You may find some of your team are reluctant to be back. I’d go so far as to say that some people have enjoyed some of the upsides of furlough, like more free time. Re-adjusting to a busy salon schedule might seem tough and energy levels could be flagging. As well as being crystal clear about how precarious the future of the business is, I’d recommend setting the record straight about salary increases. Bottom line, there won’t be any. Your business simply won’t be able to afford it for this year, at least.
Explain that any cash accumulated in the first busy weeks back will need to stretch out over a number of months. We don’t know yet how client’s habits will have changed due to lockdown and what impact that will have on your business. For instance, you may have colour clients that will never return and others will stretch out their appointments with a longer gap in between.

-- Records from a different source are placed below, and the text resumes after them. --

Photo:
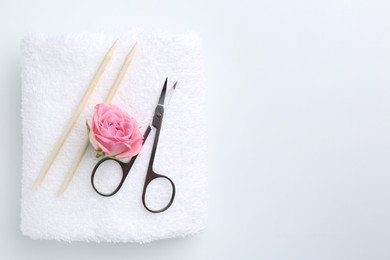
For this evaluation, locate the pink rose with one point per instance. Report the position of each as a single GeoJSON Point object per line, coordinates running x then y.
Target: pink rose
{"type": "Point", "coordinates": [113, 132]}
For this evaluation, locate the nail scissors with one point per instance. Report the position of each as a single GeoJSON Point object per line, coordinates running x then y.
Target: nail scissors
{"type": "Point", "coordinates": [151, 175]}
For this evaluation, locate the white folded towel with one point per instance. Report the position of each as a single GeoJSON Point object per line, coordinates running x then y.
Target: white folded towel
{"type": "Point", "coordinates": [56, 70]}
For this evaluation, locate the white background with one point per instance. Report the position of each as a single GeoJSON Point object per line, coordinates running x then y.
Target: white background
{"type": "Point", "coordinates": [299, 120]}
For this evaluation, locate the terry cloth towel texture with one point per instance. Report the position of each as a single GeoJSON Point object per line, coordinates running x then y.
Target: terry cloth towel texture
{"type": "Point", "coordinates": [56, 71]}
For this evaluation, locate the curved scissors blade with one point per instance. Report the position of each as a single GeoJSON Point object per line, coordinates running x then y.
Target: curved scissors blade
{"type": "Point", "coordinates": [163, 92]}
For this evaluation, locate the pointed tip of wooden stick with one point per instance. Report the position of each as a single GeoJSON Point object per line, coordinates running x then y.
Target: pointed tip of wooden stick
{"type": "Point", "coordinates": [133, 49]}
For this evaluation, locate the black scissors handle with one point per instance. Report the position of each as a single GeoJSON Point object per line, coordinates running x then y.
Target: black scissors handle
{"type": "Point", "coordinates": [151, 175]}
{"type": "Point", "coordinates": [126, 167]}
{"type": "Point", "coordinates": [125, 171]}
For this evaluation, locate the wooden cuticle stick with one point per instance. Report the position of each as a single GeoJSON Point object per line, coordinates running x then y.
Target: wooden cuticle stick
{"type": "Point", "coordinates": [110, 96]}
{"type": "Point", "coordinates": [75, 116]}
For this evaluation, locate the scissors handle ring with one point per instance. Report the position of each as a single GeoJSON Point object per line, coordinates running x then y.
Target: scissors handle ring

Cashflow is going to be crucial during this uncertainty.
So, knowing that, how do you motivate a team in challenging times? Include them in everything that’s going on and educate them on business. Schedule regular catch ups where you all get together and discuss where you are with everything. No areas off limits. For instance, they may not know that during lockdown you didn’t qualify for furlough and therefore may not have earnt a penny. It’s important to share the reality. Be present and available for staff concerns. Some people will be struggling to adjust back to a new ‘normal’. Sit in the staff room, eat with them, chat with them, keep up a regular conversation and invite feedback.
Praise and support is, of course, important at any time, but now more so than ever. There’s always a reason your team chooses YOU. If you treat them well and make them feel valued, that goodwill should remain, even in tough times. If you see the value in them, they are far more likely to repay the appreciation. And you will need your team to get on board with the critical measures you must also implement to rebuild your business: rigorous stock control and an absolute clampdown on unnecessary wastage.
Every penny will count in this next few months. The more your team see that you’re all in it together, the more likely you’ll be able to maintain morale and – as a strong, united team – start to get back on your feet.